Each week, our entertainments reporter tries out a new activity. See the latest How to.. This page last updated: Thursday, March 23, 2006 .
How to.. Ice hockey
ALAN, our photographer, had been begging me for ages to do it.
He’s been playing ice hockey with the Peterborough Predators for the last few months, having started as a complete novice.
My protests that the best I can ice-skate is by propelling myself along with my right foot like a skateboarder without a board went to no avail.
And so I found myself sat in a very smelly dressing room, body odour and Deep Heat filling my nostrils, slowly turning myself into a paler, more plastic version of Robocop with the huge amount of kit that ice hockey players have to wear.
Not only is there a big visored helmet and obviously the fairly solid skate boots, you also have a fairly impressive solid pair of shorts, the ubiquitous box, huge shin-pads that go from your ankles to your knees and an American football-style shoulderpad, chest and back protector.
Once I’d got the huge gloves and elbow pads on and strapped myself up with tape I could barely move. I sensed if I had fallen over walking to the ice on the skates I could well have ended up squirming like a tortoise on its back. In total, it took nearly a quarter of an hour to get it all on – and even longer to get it all off again.

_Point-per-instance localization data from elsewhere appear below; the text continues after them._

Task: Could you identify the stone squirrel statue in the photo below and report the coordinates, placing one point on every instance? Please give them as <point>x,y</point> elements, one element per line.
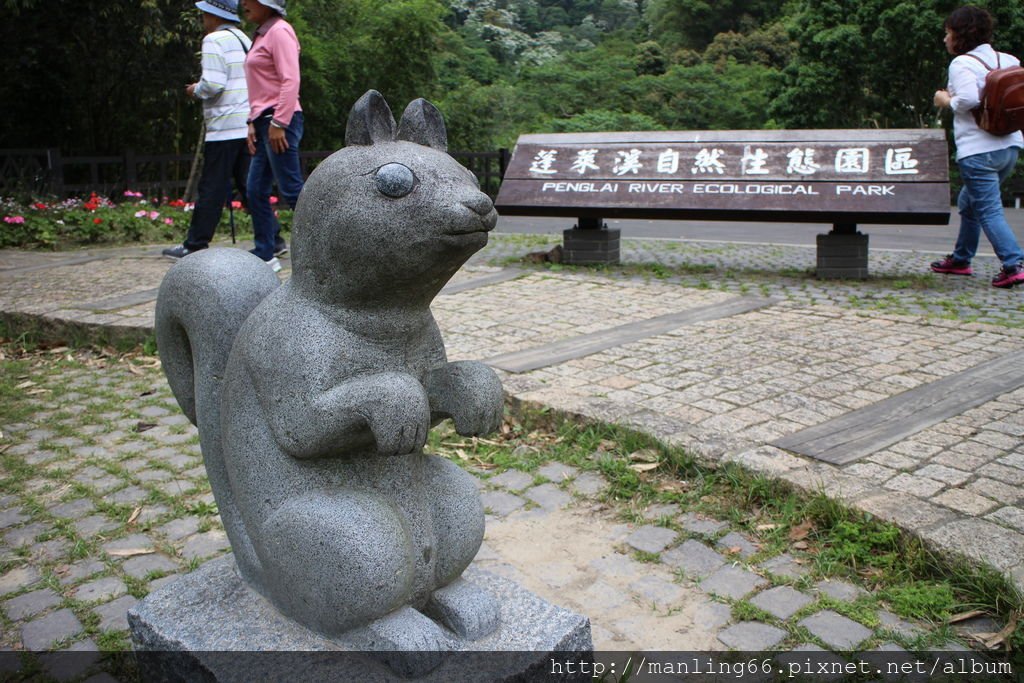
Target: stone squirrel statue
<point>313,398</point>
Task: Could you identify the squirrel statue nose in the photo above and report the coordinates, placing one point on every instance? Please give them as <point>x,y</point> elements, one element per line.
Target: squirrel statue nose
<point>480,204</point>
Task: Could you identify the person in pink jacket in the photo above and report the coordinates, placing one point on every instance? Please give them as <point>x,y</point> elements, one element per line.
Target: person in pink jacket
<point>274,123</point>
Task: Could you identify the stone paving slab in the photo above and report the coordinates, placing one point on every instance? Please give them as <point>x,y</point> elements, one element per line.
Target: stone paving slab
<point>578,554</point>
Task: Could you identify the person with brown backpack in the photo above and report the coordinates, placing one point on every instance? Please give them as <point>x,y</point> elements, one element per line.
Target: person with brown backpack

The Predators play for an hour every Wednesday night at Planet Ice in Mallard Road, Bretton, between 7pm and 8pm providing there is no big game going on.

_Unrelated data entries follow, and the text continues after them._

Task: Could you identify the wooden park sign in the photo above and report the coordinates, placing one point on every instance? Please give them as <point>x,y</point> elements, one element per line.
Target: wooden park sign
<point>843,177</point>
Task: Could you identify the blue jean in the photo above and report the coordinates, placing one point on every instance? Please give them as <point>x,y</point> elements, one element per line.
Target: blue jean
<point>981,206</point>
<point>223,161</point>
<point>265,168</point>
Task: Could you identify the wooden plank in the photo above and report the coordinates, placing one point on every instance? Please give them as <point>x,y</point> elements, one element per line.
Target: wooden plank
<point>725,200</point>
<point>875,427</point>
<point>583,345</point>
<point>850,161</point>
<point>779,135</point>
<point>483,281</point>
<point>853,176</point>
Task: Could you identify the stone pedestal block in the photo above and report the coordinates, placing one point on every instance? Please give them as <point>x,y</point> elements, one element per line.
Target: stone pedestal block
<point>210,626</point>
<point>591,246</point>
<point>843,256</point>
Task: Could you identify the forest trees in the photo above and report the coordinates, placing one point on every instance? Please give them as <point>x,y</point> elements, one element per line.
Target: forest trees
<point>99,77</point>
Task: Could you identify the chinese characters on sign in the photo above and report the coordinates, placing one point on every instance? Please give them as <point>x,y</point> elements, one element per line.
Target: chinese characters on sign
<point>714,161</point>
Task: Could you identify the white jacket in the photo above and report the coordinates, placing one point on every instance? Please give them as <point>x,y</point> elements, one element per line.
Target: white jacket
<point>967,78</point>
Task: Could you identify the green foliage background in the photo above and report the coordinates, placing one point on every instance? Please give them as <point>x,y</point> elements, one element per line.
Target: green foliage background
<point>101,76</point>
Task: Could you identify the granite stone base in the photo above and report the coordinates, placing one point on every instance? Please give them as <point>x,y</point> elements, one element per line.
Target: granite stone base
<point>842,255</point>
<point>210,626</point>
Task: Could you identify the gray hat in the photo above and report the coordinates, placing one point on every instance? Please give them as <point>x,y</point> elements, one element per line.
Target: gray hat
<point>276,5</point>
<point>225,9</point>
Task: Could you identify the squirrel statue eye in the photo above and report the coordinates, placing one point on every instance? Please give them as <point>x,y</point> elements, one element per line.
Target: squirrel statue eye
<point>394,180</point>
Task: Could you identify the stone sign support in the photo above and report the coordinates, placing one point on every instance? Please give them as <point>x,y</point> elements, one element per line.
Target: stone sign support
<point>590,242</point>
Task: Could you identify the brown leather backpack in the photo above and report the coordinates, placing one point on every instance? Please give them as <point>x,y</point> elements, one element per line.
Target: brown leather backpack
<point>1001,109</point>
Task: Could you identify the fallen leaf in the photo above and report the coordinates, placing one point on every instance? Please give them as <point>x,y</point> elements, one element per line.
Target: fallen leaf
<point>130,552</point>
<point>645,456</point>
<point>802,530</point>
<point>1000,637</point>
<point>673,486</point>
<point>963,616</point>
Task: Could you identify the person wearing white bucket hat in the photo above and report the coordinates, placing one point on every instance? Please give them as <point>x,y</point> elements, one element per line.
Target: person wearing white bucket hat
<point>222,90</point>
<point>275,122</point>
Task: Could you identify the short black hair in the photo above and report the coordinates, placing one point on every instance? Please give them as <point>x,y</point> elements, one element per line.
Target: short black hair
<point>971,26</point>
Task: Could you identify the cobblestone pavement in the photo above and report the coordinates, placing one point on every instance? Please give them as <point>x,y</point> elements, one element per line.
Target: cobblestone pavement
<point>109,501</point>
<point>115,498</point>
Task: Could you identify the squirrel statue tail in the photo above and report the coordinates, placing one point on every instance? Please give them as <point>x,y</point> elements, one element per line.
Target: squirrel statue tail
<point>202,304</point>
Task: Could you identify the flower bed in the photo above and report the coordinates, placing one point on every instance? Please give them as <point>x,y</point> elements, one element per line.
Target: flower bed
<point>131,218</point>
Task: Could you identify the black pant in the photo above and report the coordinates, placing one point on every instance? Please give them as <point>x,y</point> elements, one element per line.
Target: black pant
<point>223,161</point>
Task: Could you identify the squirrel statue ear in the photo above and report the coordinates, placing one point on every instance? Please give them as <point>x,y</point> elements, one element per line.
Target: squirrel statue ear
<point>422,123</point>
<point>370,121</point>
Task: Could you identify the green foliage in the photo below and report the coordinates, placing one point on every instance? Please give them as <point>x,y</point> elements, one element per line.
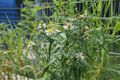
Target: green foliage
<point>70,46</point>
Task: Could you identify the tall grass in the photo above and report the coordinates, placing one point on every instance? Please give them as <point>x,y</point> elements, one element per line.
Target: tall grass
<point>70,46</point>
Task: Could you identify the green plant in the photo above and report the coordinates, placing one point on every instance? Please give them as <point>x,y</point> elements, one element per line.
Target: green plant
<point>70,46</point>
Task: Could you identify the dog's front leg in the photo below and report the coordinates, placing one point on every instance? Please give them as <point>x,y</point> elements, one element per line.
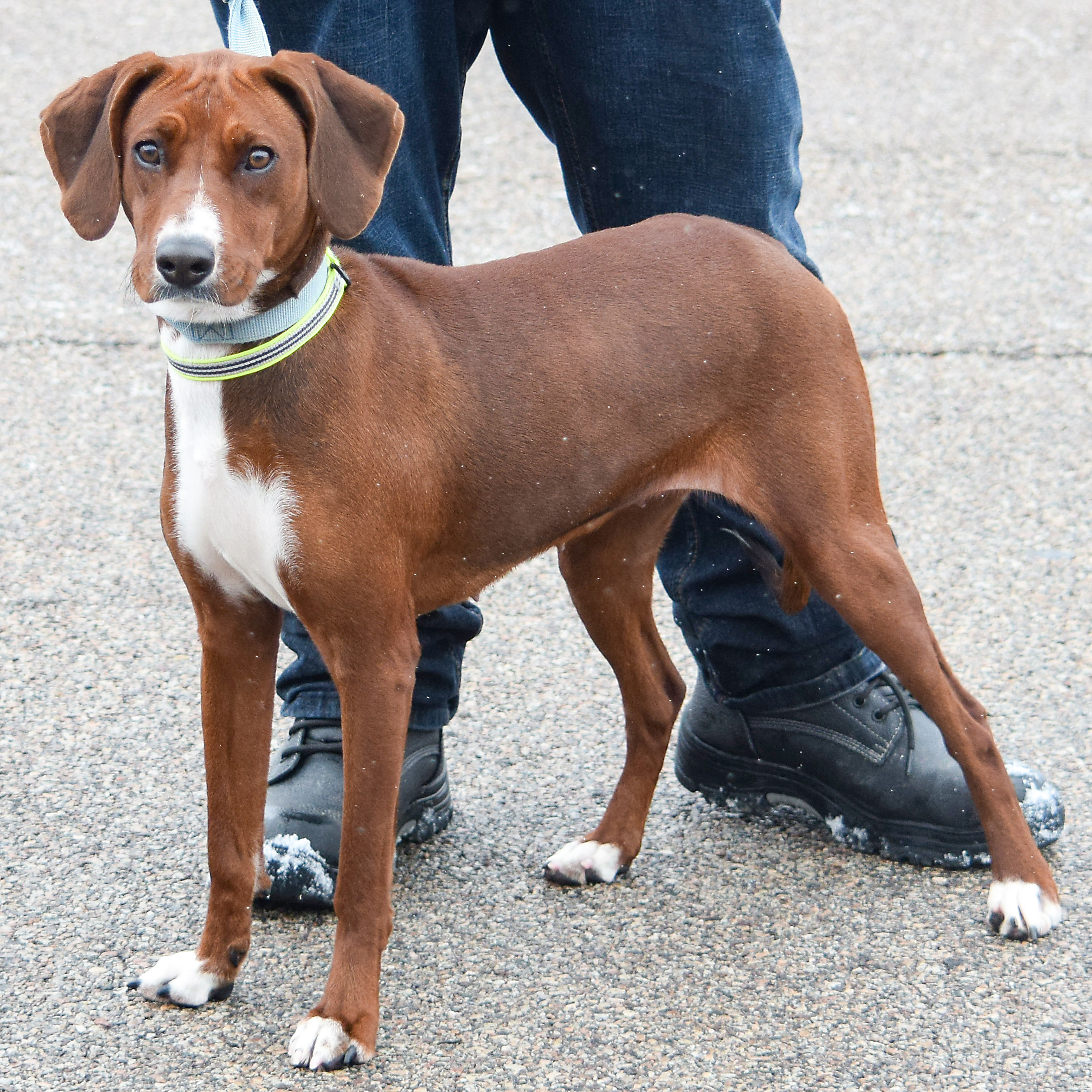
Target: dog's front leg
<point>239,644</point>
<point>374,670</point>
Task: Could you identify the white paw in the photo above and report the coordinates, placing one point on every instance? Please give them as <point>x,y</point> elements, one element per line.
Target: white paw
<point>1020,911</point>
<point>183,980</point>
<point>319,1043</point>
<point>580,863</point>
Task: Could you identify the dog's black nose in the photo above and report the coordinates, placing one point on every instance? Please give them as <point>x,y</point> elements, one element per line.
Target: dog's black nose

But they are not all professional players who have been on the ice for years. Many only strapped on the protective gear for the first time a few months ago.
That said, you really do need to know how to skate to enjoy the sport, as I found out as I struggled like Bambi on the ice.
After brief problems with my borrowed boots, which seemed intent on snapping my ankles in two because they weren’t on quite tight enough, I managed to bat around an ice puck with team captain Paul Dempsey for a few minutes and actually got my other leg moving on the ice.
But I took a seat on the sidelines when the game actually started – the speeds the skaters were moving meant I would have ended up constantly trying to chase the game or avoid being trampled as the players whipped around me.
Paul explained that the team was looking to introduce a minimum skating requirement, especially as for the first time in its history, it was about to play a competitive game, against Milton Keynes Rumble, on Saturday, October 16, from 5.45pm.
He said: “We want to encourage people to come down and have a look, see what we are doing and, if they are interested, try to develop their skating to a certain level.
“It’s not fair on them to put them on the ice and expect them to play otherwise.”
The Predators was started by team manager Matt Withers, Steve Whyte and husband and wife team Simon and Tamsin Jones to create something a little less pressured and more fun for adult ice hockey players. At its last count, the team had up to 50 players on its books – both male and female – of all ages and all
levels of skill.
Although the games that are played at the end of the session aren’t non-contact, they are non-checking, stopping a lot of the sort of body-slamming you see in professional ice hockey.
Each session ended with a drink in the bar, creating a friendly, all-inclusive atmosphere within the team.
And I certainly needed that drink after trying to get all that gear off.